Komnas PA Minta Pemda Tobasa Segera Deklarasikan GPABK

:


Oleh Jhon Rico, Selasa, 9 April 2019 | 09:14 WIB - Redaktur: Gusti Andry - 277


Jakarta, InfoPublik- Komnas Perlindungan Anak (Komnas PA) meminta agar Pemerintah Daerah (Pemda) Kabupaten Toba Samosir (Tobasa) Sumatera Utara segera mendeklarasikan Gerakan Perlindungan Anak Berbasis Kampung (GPABK) untuk mencegah terjadinya kasus kejahatan seksual anak.

Dalam keterangan yang diterima InfoPublik, Senin (8/4), Ketua Komnas PA, Arist Merdeka Sirait menjelaskan, GPABK harus melibatkan tokoh masyarakat dan adat, alim ulama, gereja, pegiat perlindungan anak, penegak hukum (Polisi, Jaksa dan Hakim), guru dan pamong desa.

Arist pun mengaku prihatin terkait maraknya kasus kejahatan seksual di Tobasa. "Atas marak dan meningkatnya kasus kejahatan seksual terhadap anak yang dilakukan oleh orang terdekat korban di Tobasa, adalah menjadi pertanyaan besar. Sedang ada apa terjadi di Tobasa?," ujar dia.

Menurut dia, ada beberapa kasus kejahatan seksual yang baru- baru ini terjadi di Tobasa.

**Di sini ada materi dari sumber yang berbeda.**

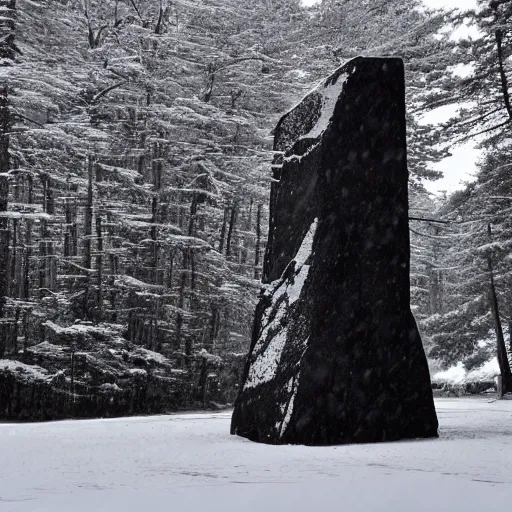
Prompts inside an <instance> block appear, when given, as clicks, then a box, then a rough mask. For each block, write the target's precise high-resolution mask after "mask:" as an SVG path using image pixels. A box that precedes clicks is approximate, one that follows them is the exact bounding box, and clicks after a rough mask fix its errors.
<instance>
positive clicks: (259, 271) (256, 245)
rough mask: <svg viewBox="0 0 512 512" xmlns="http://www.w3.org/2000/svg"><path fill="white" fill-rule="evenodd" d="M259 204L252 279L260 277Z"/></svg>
mask: <svg viewBox="0 0 512 512" xmlns="http://www.w3.org/2000/svg"><path fill="white" fill-rule="evenodd" d="M261 209H262V206H261V204H259V205H258V210H257V213H256V246H255V247H254V279H261V273H260V269H259V267H260V247H261Z"/></svg>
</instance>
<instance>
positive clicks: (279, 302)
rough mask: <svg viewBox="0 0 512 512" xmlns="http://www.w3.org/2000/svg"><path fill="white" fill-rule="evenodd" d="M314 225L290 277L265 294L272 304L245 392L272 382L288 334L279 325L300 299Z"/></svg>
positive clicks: (270, 288) (304, 238) (246, 384)
mask: <svg viewBox="0 0 512 512" xmlns="http://www.w3.org/2000/svg"><path fill="white" fill-rule="evenodd" d="M317 223H318V219H315V220H314V221H313V223H312V224H311V227H310V228H309V231H308V232H307V233H306V236H305V237H304V239H303V241H302V244H301V246H300V248H299V250H298V251H297V254H296V255H295V258H294V259H293V260H292V262H291V263H293V262H294V263H295V271H294V275H293V276H292V278H291V279H290V278H288V279H283V278H281V279H279V280H278V281H274V282H273V283H271V284H270V285H269V287H268V289H267V291H266V292H265V293H266V294H267V295H268V296H270V297H272V303H271V305H270V306H269V307H268V308H267V310H266V312H265V313H264V316H263V319H262V324H263V325H264V326H265V327H264V328H263V330H262V332H261V335H260V337H259V339H258V341H257V342H256V345H255V347H254V353H255V354H256V358H255V360H254V361H253V362H252V364H251V367H250V369H249V374H248V376H247V380H246V382H245V386H244V388H246V389H247V388H252V387H256V386H259V385H260V384H263V383H264V382H269V381H271V380H272V379H273V378H274V377H275V375H276V373H277V368H278V367H279V363H280V361H281V355H282V353H283V349H284V346H285V343H286V339H287V335H288V330H287V328H286V327H283V326H282V320H283V318H284V316H285V315H286V313H287V311H288V308H289V306H291V305H292V304H294V303H295V302H296V301H297V300H298V299H299V297H300V294H301V292H302V289H303V287H304V283H305V282H306V279H307V276H308V274H309V267H310V265H306V261H307V260H308V258H309V256H310V254H311V252H312V249H313V239H314V237H315V232H316V228H317ZM285 273H286V271H285ZM276 309H277V310H276ZM272 311H275V316H274V318H273V319H272V320H270V315H271V312H272ZM276 331H277V332H276ZM271 332H272V333H276V334H274V335H273V336H272V335H271V336H272V338H271V340H270V342H269V343H268V345H267V346H265V344H266V342H267V339H268V337H269V334H270V333H271Z"/></svg>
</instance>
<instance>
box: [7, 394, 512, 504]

Teranyar, kata dia, adalah kasus bocah berusia 6 tahun berinisial TD yang diperkosa tetangganya sendiri berinisial DP (48).

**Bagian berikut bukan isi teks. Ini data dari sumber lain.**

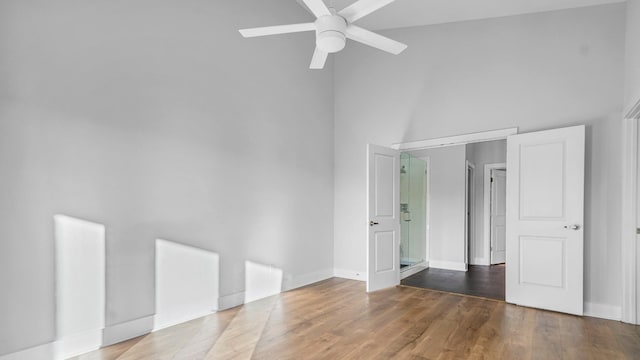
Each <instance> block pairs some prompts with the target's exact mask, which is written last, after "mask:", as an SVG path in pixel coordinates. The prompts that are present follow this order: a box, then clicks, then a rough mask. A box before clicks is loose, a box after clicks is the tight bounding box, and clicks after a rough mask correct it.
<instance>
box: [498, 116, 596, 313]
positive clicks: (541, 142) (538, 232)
mask: <svg viewBox="0 0 640 360" xmlns="http://www.w3.org/2000/svg"><path fill="white" fill-rule="evenodd" d="M584 134H585V127H584V126H575V127H569V128H562V129H555V130H548V131H540V132H534V133H527V134H521V135H512V136H509V137H508V138H507V168H508V169H509V172H508V174H507V214H506V223H507V244H506V247H507V248H506V261H507V264H508V266H507V270H506V300H507V302H509V303H515V304H519V305H524V306H530V307H535V308H541V309H547V310H553V311H559V312H566V313H570V314H576V315H582V314H583V301H584V300H583V254H584V253H583V251H584V250H583V249H584V243H583V241H584V230H583V220H584V145H585V142H584Z"/></svg>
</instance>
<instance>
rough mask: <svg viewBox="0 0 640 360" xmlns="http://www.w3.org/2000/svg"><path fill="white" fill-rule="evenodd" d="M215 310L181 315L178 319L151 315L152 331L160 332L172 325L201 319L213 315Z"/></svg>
mask: <svg viewBox="0 0 640 360" xmlns="http://www.w3.org/2000/svg"><path fill="white" fill-rule="evenodd" d="M215 312H216V311H215V310H209V311H203V312H198V313H192V314H189V315H183V316H181V317H179V318H173V319H167V316H163V315H162V314H155V315H153V331H158V330H162V329H165V328H168V327H171V326H174V325H178V324H182V323H185V322H187V321H191V320H195V319H198V318H201V317H205V316H208V315H211V314H213V313H215Z"/></svg>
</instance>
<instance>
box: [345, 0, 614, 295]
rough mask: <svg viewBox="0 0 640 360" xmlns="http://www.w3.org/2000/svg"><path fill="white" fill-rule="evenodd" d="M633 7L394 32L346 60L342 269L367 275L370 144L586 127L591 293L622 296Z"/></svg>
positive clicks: (359, 49) (587, 8)
mask: <svg viewBox="0 0 640 360" xmlns="http://www.w3.org/2000/svg"><path fill="white" fill-rule="evenodd" d="M624 24H625V5H624V4H615V5H607V6H598V7H588V8H581V9H575V10H567V11H556V12H548V13H540V14H532V15H523V16H514V17H505V18H498V19H489V20H479V21H469V22H461V23H451V24H443V25H434V26H425V27H418V28H406V29H397V30H392V31H385V32H384V34H385V35H388V36H390V37H392V38H394V39H397V40H399V41H402V42H405V43H407V44H408V45H409V48H408V49H407V50H406V51H405V52H404V53H403V54H402V55H400V56H389V55H388V54H384V53H382V52H379V51H376V50H375V49H370V48H368V47H365V46H360V45H358V44H354V43H349V46H348V47H347V49H345V51H343V52H341V53H339V54H338V56H336V62H335V109H336V110H335V134H336V136H335V211H334V214H335V215H334V216H335V217H334V218H335V222H334V227H335V239H334V248H335V267H336V268H339V269H350V270H352V271H353V272H364V271H365V270H366V262H365V259H366V258H365V239H366V231H365V227H363V226H362V224H364V223H366V218H365V216H366V215H365V214H366V212H365V206H366V191H365V183H366V173H365V172H366V167H365V161H366V153H365V151H366V144H367V143H374V144H378V145H387V146H389V145H391V144H393V143H397V142H406V141H410V140H420V139H429V138H438V137H444V136H451V135H457V134H465V133H472V132H478V131H486V130H493V129H502V128H509V127H519V130H520V131H521V132H531V131H536V130H543V129H551V128H557V127H563V126H570V125H577V124H586V125H587V135H586V136H587V139H586V141H587V148H586V173H585V175H586V184H585V185H586V187H585V189H586V194H585V196H586V198H585V204H586V209H585V210H586V211H585V299H586V301H587V302H593V303H599V304H605V305H611V306H619V305H620V301H621V299H620V293H621V283H620V275H621V274H620V267H619V265H618V264H619V263H620V231H619V227H620V226H619V217H620V207H621V194H620V186H621V181H620V177H621V164H620V161H621V160H620V154H621V151H622V150H621V148H620V143H621V116H622V106H623V105H622V99H623V88H624V83H623V69H624V35H625V33H624V32H625V25H624Z"/></svg>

Ia menjelaskan, kasus ini bermula saat korban pulang dari sekolah bersama temannya dan berpapasan dengan terduga pelaku DP (48) yang merupakan tetangganya sendiri.

"Entah apa yang membuat prilaku DP menjadi beringas dan bejat. (Pelaku) menarik korban ke kebon kopi Mual Ganjang di Desa, Pintu Batu, Kecamatan Silaen. Sementara teman korban diminta pelaku DP menunggu korban," tutur Arist.

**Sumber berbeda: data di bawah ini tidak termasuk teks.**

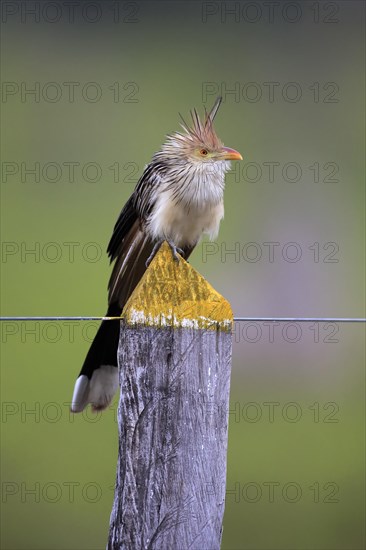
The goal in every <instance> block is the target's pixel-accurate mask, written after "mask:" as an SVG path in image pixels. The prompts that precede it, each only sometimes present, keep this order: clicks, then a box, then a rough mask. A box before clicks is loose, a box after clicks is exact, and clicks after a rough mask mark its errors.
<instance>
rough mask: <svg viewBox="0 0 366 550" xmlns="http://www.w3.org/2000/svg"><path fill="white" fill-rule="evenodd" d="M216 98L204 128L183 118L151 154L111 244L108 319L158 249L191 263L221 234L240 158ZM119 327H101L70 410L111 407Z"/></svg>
mask: <svg viewBox="0 0 366 550" xmlns="http://www.w3.org/2000/svg"><path fill="white" fill-rule="evenodd" d="M220 103H221V98H218V99H217V100H216V102H215V104H214V106H213V108H212V109H211V111H210V112H209V113H207V112H206V111H205V118H204V121H203V122H202V121H201V120H200V118H199V116H198V113H197V111H196V110H195V109H194V110H193V111H191V117H192V125H191V126H189V125H188V124H187V123H186V122H185V121H184V119H183V118H182V117H181V118H182V122H181V126H182V129H183V131H184V133H181V132H175V133H173V134H171V135H168V136H167V139H166V141H165V143H164V144H163V146H162V148H161V150H160V151H159V152H157V153H155V154H154V156H153V158H152V160H151V162H150V164H148V165H147V166H146V168H145V170H144V172H143V174H142V176H141V178H140V180H139V181H138V183H137V185H136V188H135V190H134V192H133V194H132V195H131V197H130V198H129V200H128V201H127V203H126V204H125V206H124V207H123V209H122V211H121V213H120V215H119V217H118V220H117V223H116V224H115V226H114V230H113V235H112V238H111V240H110V242H109V245H108V249H107V252H108V255H109V257H110V260H111V262H113V261H115V263H114V266H113V270H112V274H111V278H110V280H109V284H108V304H109V306H108V312H107V315H110V316H119V315H120V314H121V312H122V309H123V307H124V305H125V303H126V301H127V300H128V298H129V296H130V295H131V293H132V292H133V290H134V288H135V287H136V285H137V283H138V282H139V280H140V279H141V277H142V276H143V274H144V272H145V270H146V264H147V262H148V261H150V260H151V256H152V255H153V254H154V253H155V251H156V249H157V246H158V245H159V244H160V242H162V241H163V240H167V241H168V242H169V244H170V246H171V248H172V252H173V255H174V257H176V251H177V250H180V251H181V253H182V255H183V256H184V257H185V258H186V259H187V258H188V257H189V255H190V254H191V252H192V250H193V249H194V247H195V246H196V244H197V243H198V241H199V240H200V238H201V237H202V235H204V234H207V235H209V237H210V238H211V239H214V238H215V237H216V236H217V233H218V230H219V225H220V221H221V219H222V217H223V215H224V204H223V194H224V185H225V172H226V171H227V170H228V169H229V168H230V162H229V161H230V160H231V159H241V155H240V154H239V153H238V152H237V151H235V150H234V149H229V148H227V147H224V146H223V144H222V143H221V141H220V140H219V138H218V137H217V135H216V133H215V130H214V128H213V120H214V118H215V115H216V113H217V110H218V108H219V106H220ZM118 339H119V323H118V322H111V321H104V322H102V324H101V326H100V328H99V330H98V332H97V334H96V336H95V339H94V341H93V343H92V345H91V347H90V349H89V352H88V354H87V356H86V359H85V362H84V365H83V367H82V370H81V372H80V374H79V377H78V379H77V381H76V384H75V389H74V395H73V398H72V405H71V410H72V411H74V412H80V411H82V410H83V409H84V407H85V406H86V405H87V404H88V403H91V405H92V408H93V409H94V410H101V409H104V408H105V407H107V406H108V405H109V403H110V401H111V400H112V398H113V395H114V393H115V392H116V390H117V388H118V371H117V347H118Z"/></svg>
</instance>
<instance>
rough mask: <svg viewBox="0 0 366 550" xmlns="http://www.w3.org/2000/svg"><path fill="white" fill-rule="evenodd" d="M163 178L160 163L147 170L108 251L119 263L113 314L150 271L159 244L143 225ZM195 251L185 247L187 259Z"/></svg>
mask: <svg viewBox="0 0 366 550" xmlns="http://www.w3.org/2000/svg"><path fill="white" fill-rule="evenodd" d="M162 175H163V167H162V166H161V165H160V164H159V163H151V164H149V165H148V166H147V167H146V168H145V170H144V173H143V174H142V176H141V178H140V180H139V182H138V183H137V186H136V189H135V191H134V193H133V194H132V195H131V197H130V198H129V200H128V201H127V203H126V204H125V206H124V207H123V209H122V211H121V213H120V215H119V217H118V220H117V223H116V225H115V226H114V231H113V235H112V237H111V240H110V242H109V245H108V249H107V251H108V255H109V256H110V259H111V262H112V261H113V260H116V262H115V264H114V266H113V271H112V274H111V278H110V280H109V284H108V303H109V309H108V311H110V312H111V314H112V315H113V314H115V313H112V312H115V311H117V312H118V311H119V310H120V309H122V308H123V307H124V305H125V303H126V302H127V300H128V298H129V297H130V296H131V294H132V292H133V291H134V289H135V287H136V285H137V283H138V282H139V281H140V279H141V277H142V276H143V274H144V273H145V271H146V260H147V259H148V257H149V256H150V254H151V253H152V251H153V248H154V244H155V243H154V242H153V241H152V240H151V239H150V237H149V236H147V235H146V234H145V233H144V231H143V223H144V220H146V219H147V218H148V216H149V214H150V213H151V210H152V209H153V207H154V202H155V198H156V196H157V191H156V188H157V187H158V186H159V184H160V182H161V177H162ZM193 248H194V246H192V247H185V248H184V257H185V259H187V258H188V256H189V255H190V254H191V252H192V250H193Z"/></svg>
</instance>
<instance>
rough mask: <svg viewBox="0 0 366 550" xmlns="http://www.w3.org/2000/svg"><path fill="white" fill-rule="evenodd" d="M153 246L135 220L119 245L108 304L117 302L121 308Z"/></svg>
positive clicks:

Usai melakukan perbuatan bejatnya, pelaku mengancam korban agar tidak memberitahukan kepada siapapun termasuk kepada orangtuanya. Pelaku juga sempat memberikan uang Rp.4.000 kepada korban.

Mengetahui kejadian ini, kata Arist, orangtua korban dan warga masyarakat melaporkan terduga pelaku ke Polsek Silaen. Petugas pun langsung menangkap DP di tempat persembunyianya di desa Pintu Bosi Laguboti.

"Saat ini DP sudah diamankan di Polres Tobasa untuk dimintai pertanggungjawaban hukumnya," ujar dia.

Arist pun meminta agar pelaku dijerat dengan ketentuan UU RI Nomor 17 Tahun 2016 tentang Penerapan PERPU No. 01 Tahun 2016 tentang perubahan kedua atas UU RI Nomor 23 Tahun 2002 tentang Perlindungan anak dengan ancaman hukuman minimal 10 tahun maksimal 20 tahun pidana penjara dan dapat ditambahkan 1/3 dari pidana pokoknya menjadi hukuman seumur hidup dan atau hukuman mati.

"Penerapan UU RI No.17 Tahun 2016 ini sangat penting dilakukan penyidik dalam sangkaannya sehingga Jaksa Penuntut Umum (JPU) dapat melakukan tuntutannya secara maksimal," tegas dia.